A familiar face in Alabama politics is heading for a runoff in the mayoral race in the city of Gadsden.

Craig Ford was elected to the Alabama House of Representatives in 2010. He was made the House minority leader of the Democratic Party in 2010, a position held until he lost a Senate bid when he ran as an independent against Republican candidate Andrew Jones.

A recent primary election will send Ford and his opponent, Heather New, to a runoff in September.

The mayoral election in Gadsden is non-partisan, meaning neither candidate must be affiliated with a political party.

Despite the race's non-partisan nature, many residents claim that Ford has been advertising himself as a conservative candidate, more so than New.

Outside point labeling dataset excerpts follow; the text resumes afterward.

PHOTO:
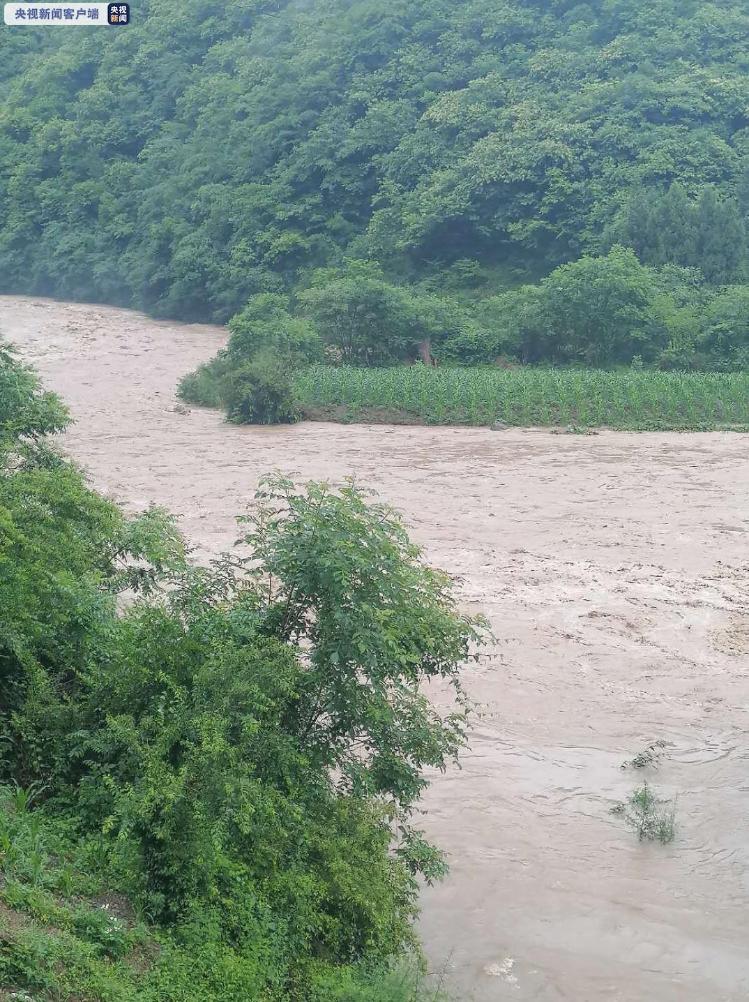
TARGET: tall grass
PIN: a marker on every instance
(628, 399)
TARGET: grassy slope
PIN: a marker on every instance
(637, 401)
(66, 936)
(628, 399)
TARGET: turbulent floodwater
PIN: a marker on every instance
(615, 571)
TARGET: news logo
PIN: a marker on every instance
(55, 14)
(118, 13)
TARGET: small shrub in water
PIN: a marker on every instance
(652, 819)
(260, 393)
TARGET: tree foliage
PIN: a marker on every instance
(240, 746)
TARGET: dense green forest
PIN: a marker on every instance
(206, 792)
(546, 181)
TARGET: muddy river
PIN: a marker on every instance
(615, 571)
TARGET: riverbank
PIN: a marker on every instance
(614, 569)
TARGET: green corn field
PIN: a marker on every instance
(629, 399)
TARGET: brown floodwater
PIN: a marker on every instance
(615, 571)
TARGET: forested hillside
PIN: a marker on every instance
(455, 152)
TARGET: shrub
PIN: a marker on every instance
(205, 386)
(261, 393)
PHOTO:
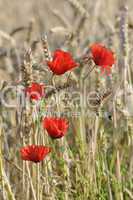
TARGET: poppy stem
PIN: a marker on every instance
(31, 183)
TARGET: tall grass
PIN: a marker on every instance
(94, 161)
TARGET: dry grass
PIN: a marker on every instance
(95, 159)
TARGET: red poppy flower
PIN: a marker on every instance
(34, 153)
(56, 127)
(35, 91)
(62, 62)
(102, 57)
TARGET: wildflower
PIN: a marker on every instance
(34, 153)
(102, 57)
(35, 91)
(56, 127)
(62, 62)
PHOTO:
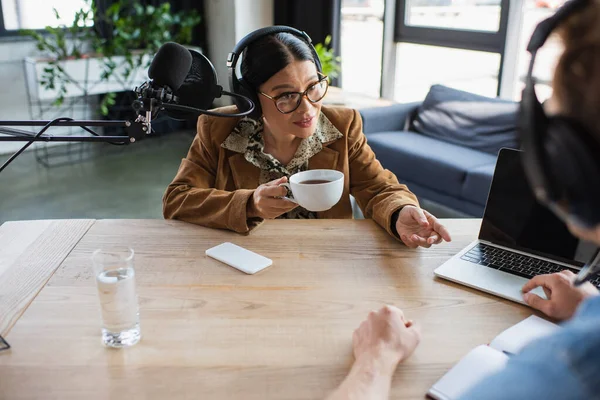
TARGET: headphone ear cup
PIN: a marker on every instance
(570, 156)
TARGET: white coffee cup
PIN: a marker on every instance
(316, 189)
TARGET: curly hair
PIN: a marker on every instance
(576, 80)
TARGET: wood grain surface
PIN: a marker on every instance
(212, 332)
(30, 252)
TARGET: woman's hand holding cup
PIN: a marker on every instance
(267, 201)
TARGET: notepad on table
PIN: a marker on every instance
(485, 360)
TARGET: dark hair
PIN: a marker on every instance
(576, 81)
(270, 54)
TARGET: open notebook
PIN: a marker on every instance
(485, 360)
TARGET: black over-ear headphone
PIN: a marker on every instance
(238, 85)
(561, 159)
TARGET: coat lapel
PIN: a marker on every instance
(325, 159)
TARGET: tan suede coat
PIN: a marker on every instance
(213, 184)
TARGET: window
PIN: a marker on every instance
(457, 43)
(475, 15)
(361, 46)
(37, 14)
(534, 11)
(420, 66)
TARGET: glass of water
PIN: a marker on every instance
(115, 278)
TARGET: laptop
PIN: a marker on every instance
(519, 239)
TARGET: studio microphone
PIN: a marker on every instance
(167, 72)
(183, 82)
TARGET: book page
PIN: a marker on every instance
(478, 364)
(513, 339)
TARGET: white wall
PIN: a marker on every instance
(227, 22)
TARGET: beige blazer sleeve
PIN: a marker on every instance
(192, 196)
(377, 190)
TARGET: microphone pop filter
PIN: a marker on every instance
(170, 65)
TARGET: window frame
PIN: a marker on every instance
(465, 39)
(14, 33)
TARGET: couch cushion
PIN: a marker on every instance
(430, 162)
(478, 122)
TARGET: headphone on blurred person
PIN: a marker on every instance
(561, 158)
(239, 85)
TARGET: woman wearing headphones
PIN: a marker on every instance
(232, 174)
(562, 152)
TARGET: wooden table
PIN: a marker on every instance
(212, 332)
(336, 96)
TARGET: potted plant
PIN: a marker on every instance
(330, 63)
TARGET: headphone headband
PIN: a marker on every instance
(546, 27)
(237, 51)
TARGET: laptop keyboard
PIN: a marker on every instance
(515, 263)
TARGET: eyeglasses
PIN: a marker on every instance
(290, 101)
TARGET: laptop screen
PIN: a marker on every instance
(513, 217)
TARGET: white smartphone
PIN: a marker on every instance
(245, 260)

Concerns over the tactics of Ford's campaign have also come to light.

Ford flier 1

Ford's campaign finance disclosures show nearly $14,000 to the Matrix Group, a political consulting firm with a reputation for using negative campaign tactics on behalf of its clients.

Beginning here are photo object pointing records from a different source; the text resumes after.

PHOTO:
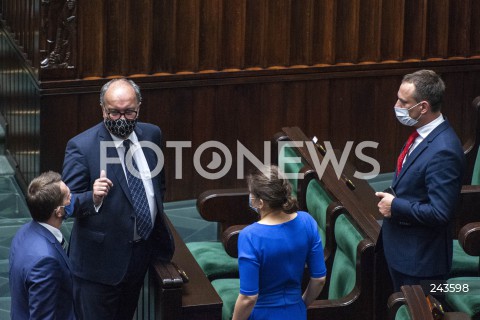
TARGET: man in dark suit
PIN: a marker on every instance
(417, 224)
(113, 242)
(41, 281)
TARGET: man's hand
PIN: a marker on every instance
(101, 186)
(385, 204)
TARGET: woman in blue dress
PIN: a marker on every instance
(272, 253)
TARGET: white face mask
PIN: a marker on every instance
(404, 117)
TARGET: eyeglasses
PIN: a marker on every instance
(129, 114)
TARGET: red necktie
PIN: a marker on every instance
(402, 155)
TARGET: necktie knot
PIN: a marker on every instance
(406, 149)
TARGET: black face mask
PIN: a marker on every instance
(120, 127)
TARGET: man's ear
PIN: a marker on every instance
(425, 106)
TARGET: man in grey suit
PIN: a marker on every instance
(417, 226)
(120, 227)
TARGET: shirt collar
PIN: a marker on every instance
(57, 233)
(425, 130)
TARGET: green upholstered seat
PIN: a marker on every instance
(213, 259)
(476, 170)
(228, 290)
(343, 273)
(317, 201)
(402, 313)
(463, 265)
(5, 307)
(468, 303)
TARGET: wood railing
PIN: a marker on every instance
(151, 37)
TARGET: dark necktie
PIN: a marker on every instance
(139, 196)
(405, 150)
(64, 244)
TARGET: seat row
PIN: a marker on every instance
(345, 196)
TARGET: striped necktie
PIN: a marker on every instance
(139, 196)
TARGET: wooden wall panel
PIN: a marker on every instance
(437, 28)
(475, 31)
(414, 42)
(336, 106)
(233, 34)
(148, 37)
(91, 39)
(187, 36)
(347, 31)
(138, 47)
(325, 13)
(277, 35)
(164, 35)
(459, 28)
(255, 29)
(369, 30)
(210, 36)
(301, 32)
(116, 45)
(393, 24)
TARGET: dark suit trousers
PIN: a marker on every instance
(103, 302)
(399, 279)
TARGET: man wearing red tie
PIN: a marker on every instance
(416, 230)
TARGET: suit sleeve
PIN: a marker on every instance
(76, 176)
(443, 179)
(43, 283)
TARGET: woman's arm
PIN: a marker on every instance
(315, 286)
(244, 306)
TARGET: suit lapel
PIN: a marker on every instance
(420, 149)
(114, 169)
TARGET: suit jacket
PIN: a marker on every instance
(417, 239)
(100, 245)
(40, 281)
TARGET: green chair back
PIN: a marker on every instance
(290, 167)
(343, 273)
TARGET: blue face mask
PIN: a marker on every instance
(70, 208)
(251, 205)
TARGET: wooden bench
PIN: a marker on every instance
(411, 304)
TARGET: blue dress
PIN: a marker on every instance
(271, 262)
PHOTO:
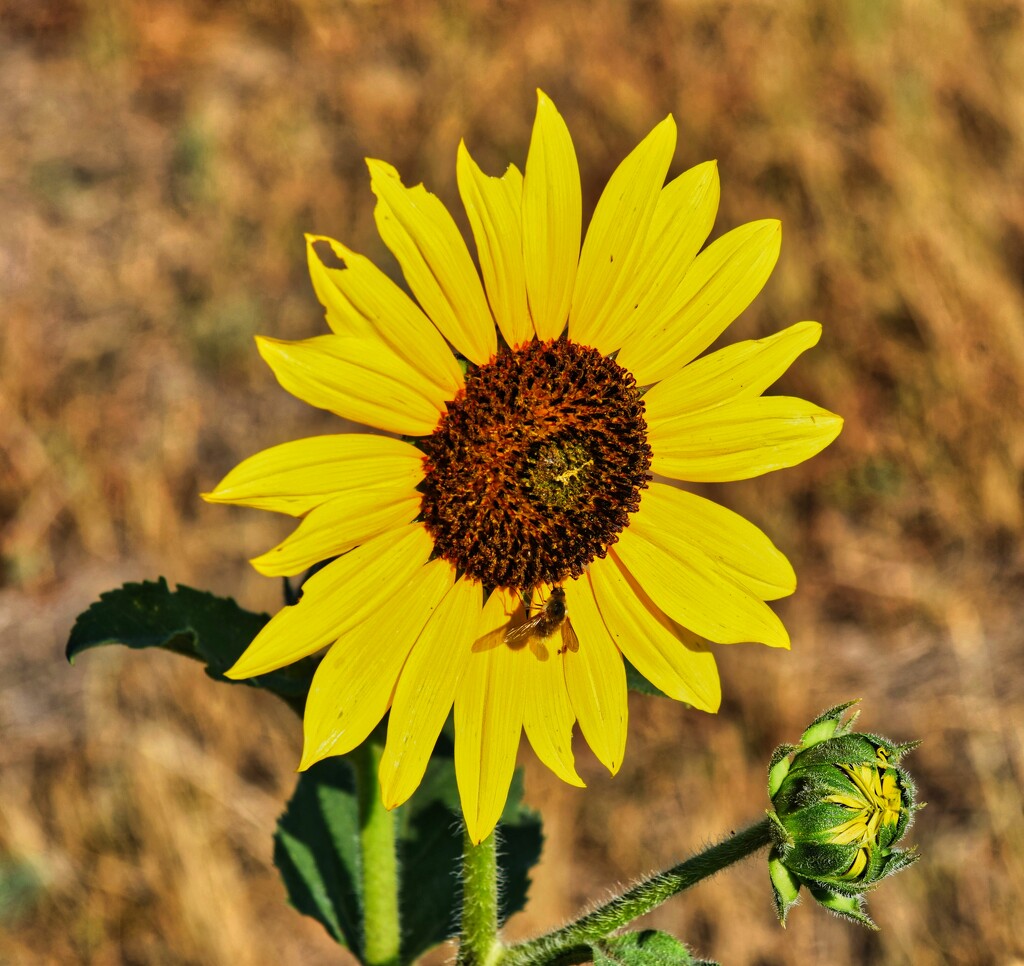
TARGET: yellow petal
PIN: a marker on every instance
(741, 439)
(337, 598)
(361, 300)
(355, 681)
(296, 476)
(548, 716)
(552, 220)
(488, 720)
(435, 261)
(660, 651)
(357, 379)
(741, 370)
(721, 283)
(336, 527)
(426, 690)
(683, 218)
(495, 209)
(595, 677)
(613, 248)
(683, 519)
(694, 591)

His campaign also paid for advertising in the local magazine Ford owns and operates.

Some residents of Gadsden have received a campaigning text message survey offering $5 to participants at the end.

The questionnaire is rampant with questions offering ostensibly negative "facts" about New and her political history, asking if the facts changed those surveyed's minds.

Gadsden question 1
Question from survey text.
Gadsden question 2
Question from survey text.

New disputes the facts in the survey. New told 1819 News that the job she is accused of applying for was offered to her in 2017 while she was on the Etowah County Chamber of Commerce, an offer she turned down.

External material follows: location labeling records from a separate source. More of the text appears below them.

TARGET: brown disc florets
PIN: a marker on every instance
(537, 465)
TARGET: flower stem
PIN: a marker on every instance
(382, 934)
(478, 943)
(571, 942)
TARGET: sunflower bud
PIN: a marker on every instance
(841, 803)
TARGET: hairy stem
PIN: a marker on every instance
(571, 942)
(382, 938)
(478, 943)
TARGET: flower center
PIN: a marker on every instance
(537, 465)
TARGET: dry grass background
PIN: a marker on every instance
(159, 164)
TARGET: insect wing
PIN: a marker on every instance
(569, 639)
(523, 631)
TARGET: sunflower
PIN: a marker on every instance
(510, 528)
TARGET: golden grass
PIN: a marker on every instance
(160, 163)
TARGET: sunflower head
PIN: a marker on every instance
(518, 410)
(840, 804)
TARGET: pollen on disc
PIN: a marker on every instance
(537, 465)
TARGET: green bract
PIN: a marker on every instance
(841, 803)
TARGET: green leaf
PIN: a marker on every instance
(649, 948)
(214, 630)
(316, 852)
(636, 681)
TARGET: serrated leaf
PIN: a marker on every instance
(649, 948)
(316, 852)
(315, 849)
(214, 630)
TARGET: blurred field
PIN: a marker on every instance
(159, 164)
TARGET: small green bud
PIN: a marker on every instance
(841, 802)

Despite misspelling her name, the question claims that Christie Knowles is currently suing the city of Gadsden, which is true only because she is the lawyer for litigants suing the Gadsden Airport Authority (GAA).

Ford flier 2

The suit involves the GAA allegedly violating Alabama's Open Meetings Act concerning an animal rendering plant in the city.

She also said the PAC which donated to her campaign comprises over 30 local businesses.

"He's taken more than $15,000 from Montgomery special interests and other labor-related PACs, so I don't know if it's a case of projection or what," New said. "I'm not sure why he's not running on his results because his campaign slogan seems to be, 'Results matter,' but we have not seen those results."

New told 1819 News that she believes Ford is attempting to conceal his Democratic roots to garner support from conservative voters in the city. She also said that Ford failed to make the election about issues, choosing to make "personal attacks."

"It does seem he would like others to forget his past because he was the House minority leader when he stepped down from the party," New said. "It appears he stepped down from the party because he felt his chances to win a senate race would be better as an independent; I don't know why he would think that.

"The residents of Gadsden don't want to continue with career politicians, and hopefully, they understand that you need to have a strong conservative Republican in [the mayor’s] seat to garner any interest from the Republican House and Senate."